However, evidence from animal models supports the view that
these agents are genuinely nephrotoxic, rather than that their
prescription is simply a marker for severe infection, which is
itself a potent cause of acute
kidney
failure.
The
risk of nephrotoxicity is increased by old age, pre-existing
renal insufficiency, high dosage, prolonged treatment, combined
treatment with other nephrotoxic drugs, renal ischaemia, and
volume depletion. It has been stated that acute
kidney
failure complicates up to 25 per cent of therapeutic courses of
gentamicin, even when monitoring optimally controls drug levels.
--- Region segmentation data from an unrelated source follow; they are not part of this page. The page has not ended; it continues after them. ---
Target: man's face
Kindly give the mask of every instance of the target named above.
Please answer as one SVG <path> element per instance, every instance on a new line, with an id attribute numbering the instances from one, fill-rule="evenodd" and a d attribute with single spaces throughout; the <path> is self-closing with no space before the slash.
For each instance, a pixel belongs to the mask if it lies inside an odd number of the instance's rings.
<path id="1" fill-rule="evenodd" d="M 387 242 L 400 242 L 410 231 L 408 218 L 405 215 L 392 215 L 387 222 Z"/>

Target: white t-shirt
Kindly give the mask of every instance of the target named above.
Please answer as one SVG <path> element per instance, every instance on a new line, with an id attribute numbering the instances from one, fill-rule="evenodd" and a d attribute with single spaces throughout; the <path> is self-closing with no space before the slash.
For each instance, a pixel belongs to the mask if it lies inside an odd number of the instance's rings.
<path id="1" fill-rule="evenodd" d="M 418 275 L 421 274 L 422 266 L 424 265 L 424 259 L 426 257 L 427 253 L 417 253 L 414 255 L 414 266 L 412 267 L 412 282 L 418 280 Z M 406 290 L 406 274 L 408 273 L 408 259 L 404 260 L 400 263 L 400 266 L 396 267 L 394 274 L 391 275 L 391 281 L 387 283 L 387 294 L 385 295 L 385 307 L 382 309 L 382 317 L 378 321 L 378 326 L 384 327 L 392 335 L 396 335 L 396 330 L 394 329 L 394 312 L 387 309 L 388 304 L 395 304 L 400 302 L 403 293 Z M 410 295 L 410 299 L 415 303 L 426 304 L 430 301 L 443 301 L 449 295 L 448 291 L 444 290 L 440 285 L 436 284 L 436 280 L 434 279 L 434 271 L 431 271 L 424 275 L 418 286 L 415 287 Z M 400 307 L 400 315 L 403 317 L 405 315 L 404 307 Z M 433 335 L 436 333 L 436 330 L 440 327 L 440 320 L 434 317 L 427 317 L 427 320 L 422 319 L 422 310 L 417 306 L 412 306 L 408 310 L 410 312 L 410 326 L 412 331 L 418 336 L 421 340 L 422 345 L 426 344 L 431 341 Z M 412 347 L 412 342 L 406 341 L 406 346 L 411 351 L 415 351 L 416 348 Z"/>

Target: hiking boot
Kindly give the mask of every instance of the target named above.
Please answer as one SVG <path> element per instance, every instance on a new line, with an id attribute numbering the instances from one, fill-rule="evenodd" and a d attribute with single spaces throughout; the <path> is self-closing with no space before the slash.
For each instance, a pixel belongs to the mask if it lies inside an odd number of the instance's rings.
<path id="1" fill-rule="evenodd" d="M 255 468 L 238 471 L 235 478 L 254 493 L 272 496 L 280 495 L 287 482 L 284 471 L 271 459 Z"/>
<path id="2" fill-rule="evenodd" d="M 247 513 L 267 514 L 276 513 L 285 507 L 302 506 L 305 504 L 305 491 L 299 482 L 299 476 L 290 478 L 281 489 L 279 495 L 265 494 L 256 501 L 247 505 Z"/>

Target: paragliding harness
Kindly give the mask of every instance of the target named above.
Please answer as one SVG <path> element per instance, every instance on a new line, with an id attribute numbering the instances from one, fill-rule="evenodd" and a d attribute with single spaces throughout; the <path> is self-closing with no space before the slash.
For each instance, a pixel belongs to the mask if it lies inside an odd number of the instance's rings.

Parenteral administration is not required for the development of
toxicity: acute
kidney
failure can occur as a result of systemic absorption when
aminoglycosides are used in irrigating or bowel-sterilizing
solutions. The typical clinical picture is of relatively mild
non-oliguric
kidney
failure coming on 1 to 2 weeks after starting treatment. Tubular
proteinuria and impaired ability to concentrate the urine
precede a loss of glomerular filtration rate. Proximal tubular
damage involves the brush border, reflected by increased urinary
excretion of g-glutamyl transferase, alanine aminopeptidase, and
of lysosomal enzymes. Recovery may be slow, delayed, or
incomplete.
The
nephrotoxicity of particular aminoglycosides is related to the
strength of their positive charge. They bind to negatively
charged membrane phospholipids, particularly in the kidney to
parts S1 and S2 of the proximal tubule, where they are delivered
to megalin (the Heymann nephritis autoantigen, a member of the
low-density lipoprotein (LDL) receptor family) in coated pits.
The complex is endocytosed and trafficked to the endosome, where
gentamicin inhibits fusion in vivo and in vitro. Polyaspartic
acid polymers normalize fusion and ameliorate nephrotoxicity,
suggesting that binding of other ligands to megalin may be
useful in limiting aminoglycoside uptake and nephrotoxicity, but
this possibility has not yet been explored clinically.
Aminoglycosides should only be used in the relatively uncommon
circumstance that there is no suitable alternative antibiotic
that is not nephrotoxic, and careful monitoring of levels is
mandatory to avoid toxicity if gentamicin or similar agents must
be used.
Radiographic contrast media
The incidence of acute
kidney
failure associated with the use of radiographic contrast media
has been reported to vary between 0 and 50 per cent. This
extraordinary variability reflects differences in other risk
factors in the populations under examination and in the
definition of
kidney
failure used. Recent prospective studies, using non-ionic
contrast media and in which careful attention has been paid to
the maintenance of adequate hydration, have shown a very low
incidence of significant
kidney
impairment—even in groups reported to be at high risk (diabetes,
myeloma). When
kidney
impairment does occur it is usually mild.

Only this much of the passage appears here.